Matthew's Big Blog of Adventure!

Sunday, April 28

Forgetting the public good

Libertarians have become unhealthily enamored with Ayn Rand's Objectivism. Her benediction of selfishness has transformed many critical thinkers into uncritically zealous propagandists.

Rand's Objectivism is a polar reaction to Russia's totalitarian state control when she was a girl in the early 20th century. Objectivism asserts that "the proper moral purpose of one's life is the pursuit of one's own happiness (or rational self-interest), that the only social system consistent with this morality is full respect for individual rights embodied in laissez-faire capitalism." (Wikipedia: Objectivism)
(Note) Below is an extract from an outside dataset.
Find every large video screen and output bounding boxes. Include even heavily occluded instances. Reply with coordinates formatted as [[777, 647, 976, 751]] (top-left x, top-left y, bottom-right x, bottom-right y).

People often invoke Adam Smith's observation of the Invisible Hand in justification of the premise "selfish behavior benefits everyone." However, this premise is an over-extension of Smith's idea. His use of the Hand was to observe that in spite of the selfish behavior of the rich, some benefit did still trickle to the poor. He did not believe that selfishness itself was a virtue, nor the mechanism through which the world should operate. (Spectrum Magazine: Adam Smith: Selfishness or Self-Interest?)

A republic is one of the most libertarian forms of government, due to its emphasis of personal rights and putting the power of government into the hands of people regardless of social standing or wealth. Yet the Republic in its very etymology is defined as promoting the good of the state: res publica "public interest, the state," from res "affair, matter, thing" + publica, fem. of publicus "public"

In Thucydides's "Funeral Oration of Pericles," he asserts the success of the Athenian state is its moderation between personal freedom and responsibility to the state:

 "There, far from exercising a jealous surveillance over each other, we do not feel called upon to be angry with our neighbour for doing what he likes, or even to indulge in those injurious looks which cannot fail to be offensive, although they inflict no positive penalty. But all this ease in our private relations does not make us lawless as citizens. Against this fear is our chief safeguard, teaching us to obey the magistrates and the laws, [emphasis mine] particularly such as regard the protection of the injured, whether they are actually on the statute book, or belong to that code which, although unwritten, yet cannot be broken without acknowledged disgrace."

Jefferson's ideal government "which governs least" still governs. Abuses of the state do not imply the state itself is evil or unnecessary. We should not trust government to act unmonitored. The untried amoral faith of Rand should not overwrite our understanding of human nature. Like Thucydides and Jefferson, Libertarians should reject philosophical absolutist extremism and cultivate a deep ambivalence.